The jam-packed autos will continue to ferry the boarders. The hostel does not have a bus to ferry them to and fro their schools. Neither from Magnar. Nor from Banpat. Hope, however, remains of this written-piece finds ears of concerned officials. Positive steps and initiatives will play a contributory role in enhancing the caliber of tribal students.
Gujjar and Bakarwal Girls Hostel was started in the year 2012 and in absence of its own building, it changed places. Eventually, it got shifted to its present location in the year 2014 on a rental basis. The building is fenced by low walls, fallen at at-least two points. Concertina wires try to check any intruders at the wall-less points even as the walls are too low to check any trespassing. There are a total of 7 rooms occupied by 85 boarders. At the top of that, there is only one bathroom that is shared by the boarders and the staff of the hostel. The dining hall has no chairs and is too small for all boarders to have meals at the same time. The building is also devoid of any common room or study room. There is no medical facility available too.
Farzana Akhter, a ferocious debater and a student of class 12th rues that until two years ago; they had to fetch drinking water from a spring nearby and also clean the hostel themselves. ‘That’s what we did back at homes too’, her concern sounds obvious. After repeated requests and nudging by the present Warden, the hostel got a water-connection and a sweeper on temporary basis. The warden, Mrs. Kaniza Bi, is on deputation basis. She has no DDO power in absence of which she cannot bring the positive changes that she dreams of. All powers including financial ones lie with the Warden Gujjar and Bakarwal Boys Hostel. The whole intention of women empowerment seems failing here.
Last year, the government enhanced the intake capacity of G&B hostels. And in addition, converted all the hostels to residential schools. Even though it is intended for a good cause, it further added to the woes. There is no infrastructure for classes, no laboratories for practical classes, no staffroom for teachers. The only library in the hostel comprises of two almirahs stacked with few books that too have to be squeezed in Warden’s room for there is no possible separate space for them.
‘I had a difficult time inculcating reading habits among boarders for they always hesitated to come to my room for books but it was worth it’ the Warden says. Newspapers have been made available and to evaluate the knowledge-base, quizzes on current affairs are a regular practice now. Two boarders namely Asma Choudhary from Jhulas and Zafra Khanum from Naka Manjhati topped a district-level quiz on Social Sciences, one of the first feats for the tribal boarders.
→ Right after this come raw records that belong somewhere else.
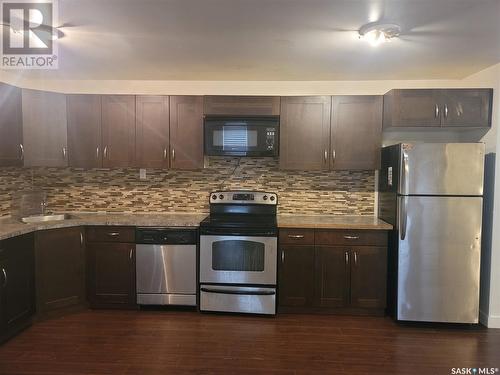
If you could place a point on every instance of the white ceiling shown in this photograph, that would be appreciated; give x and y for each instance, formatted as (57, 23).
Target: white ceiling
(273, 39)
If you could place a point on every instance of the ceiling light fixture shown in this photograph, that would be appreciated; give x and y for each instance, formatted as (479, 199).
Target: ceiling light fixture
(377, 33)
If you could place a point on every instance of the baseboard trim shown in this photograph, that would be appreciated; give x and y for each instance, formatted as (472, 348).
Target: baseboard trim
(490, 321)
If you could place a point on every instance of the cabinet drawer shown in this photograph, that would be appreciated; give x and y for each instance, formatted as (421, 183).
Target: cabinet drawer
(351, 237)
(297, 236)
(110, 234)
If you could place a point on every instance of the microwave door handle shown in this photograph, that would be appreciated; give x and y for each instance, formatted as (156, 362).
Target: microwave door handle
(239, 292)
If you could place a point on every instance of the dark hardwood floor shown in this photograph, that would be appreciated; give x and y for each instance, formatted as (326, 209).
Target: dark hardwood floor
(160, 342)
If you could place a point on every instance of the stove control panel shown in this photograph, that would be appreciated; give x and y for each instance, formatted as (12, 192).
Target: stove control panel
(243, 197)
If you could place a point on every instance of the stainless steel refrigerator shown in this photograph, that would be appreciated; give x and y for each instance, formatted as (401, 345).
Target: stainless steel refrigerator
(432, 194)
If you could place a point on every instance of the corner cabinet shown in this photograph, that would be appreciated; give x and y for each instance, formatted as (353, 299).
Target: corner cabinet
(11, 126)
(438, 108)
(60, 271)
(111, 267)
(330, 133)
(333, 271)
(17, 285)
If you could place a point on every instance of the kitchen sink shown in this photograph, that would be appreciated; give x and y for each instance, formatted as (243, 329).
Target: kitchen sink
(44, 218)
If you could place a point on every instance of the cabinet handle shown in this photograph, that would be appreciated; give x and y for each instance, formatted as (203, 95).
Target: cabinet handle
(351, 237)
(4, 278)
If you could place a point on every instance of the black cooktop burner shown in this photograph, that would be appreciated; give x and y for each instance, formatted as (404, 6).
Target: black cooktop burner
(240, 221)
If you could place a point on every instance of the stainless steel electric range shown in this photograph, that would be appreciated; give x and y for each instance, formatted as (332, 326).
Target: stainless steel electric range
(238, 253)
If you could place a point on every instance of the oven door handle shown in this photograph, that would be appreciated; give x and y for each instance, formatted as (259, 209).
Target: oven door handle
(229, 233)
(239, 292)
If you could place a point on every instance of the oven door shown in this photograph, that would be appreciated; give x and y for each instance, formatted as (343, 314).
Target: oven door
(238, 259)
(241, 136)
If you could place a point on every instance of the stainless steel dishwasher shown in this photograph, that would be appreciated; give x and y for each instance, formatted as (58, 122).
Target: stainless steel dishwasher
(166, 266)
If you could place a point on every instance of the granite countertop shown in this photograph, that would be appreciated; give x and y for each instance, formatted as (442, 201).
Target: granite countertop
(332, 222)
(10, 227)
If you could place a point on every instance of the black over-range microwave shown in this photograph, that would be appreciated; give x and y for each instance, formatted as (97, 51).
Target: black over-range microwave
(242, 136)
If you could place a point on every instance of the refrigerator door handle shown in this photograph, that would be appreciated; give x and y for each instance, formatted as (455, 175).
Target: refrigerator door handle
(404, 173)
(402, 218)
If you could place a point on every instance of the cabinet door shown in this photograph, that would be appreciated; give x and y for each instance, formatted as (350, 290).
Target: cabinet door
(296, 269)
(467, 107)
(186, 132)
(17, 289)
(305, 133)
(332, 277)
(356, 132)
(152, 131)
(11, 127)
(84, 131)
(44, 129)
(111, 274)
(118, 131)
(369, 277)
(60, 269)
(412, 108)
(242, 105)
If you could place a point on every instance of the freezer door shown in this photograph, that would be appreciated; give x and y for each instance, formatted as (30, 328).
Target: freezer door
(438, 259)
(442, 169)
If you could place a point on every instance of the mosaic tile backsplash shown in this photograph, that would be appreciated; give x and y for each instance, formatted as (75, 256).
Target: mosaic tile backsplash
(121, 190)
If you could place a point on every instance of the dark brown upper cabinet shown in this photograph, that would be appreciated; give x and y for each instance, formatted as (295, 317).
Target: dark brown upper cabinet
(305, 132)
(44, 129)
(467, 108)
(438, 108)
(11, 126)
(60, 270)
(152, 132)
(118, 130)
(242, 105)
(356, 132)
(84, 131)
(186, 132)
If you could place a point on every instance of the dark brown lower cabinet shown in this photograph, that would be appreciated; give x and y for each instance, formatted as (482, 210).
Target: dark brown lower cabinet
(369, 277)
(111, 275)
(334, 278)
(296, 276)
(17, 285)
(331, 277)
(60, 270)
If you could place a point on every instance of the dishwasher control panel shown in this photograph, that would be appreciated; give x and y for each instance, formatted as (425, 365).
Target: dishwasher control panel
(167, 236)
Parvez Akhter from Shahpur and Aabida Shakir from Marhote, added more feather in the hostel’s cap by securing the first position in their school’s Mathematics quiz competition.
The Warden did not receive her salary for nine months but that does not deter her to create a studying atmosphere in the hostel, despite many infrastructural hurdles. She hopes that things would better once the hostel shifts to its permanent building at Banpat village, which is expected in a few days. But she is not very optimistic for the new building has windows without iron-grills. The new building is not fenced. There are no classrooms for in-house classes and no quarter for Warden. The innumerable letters to the administration have yielded nothing to ease her concerns.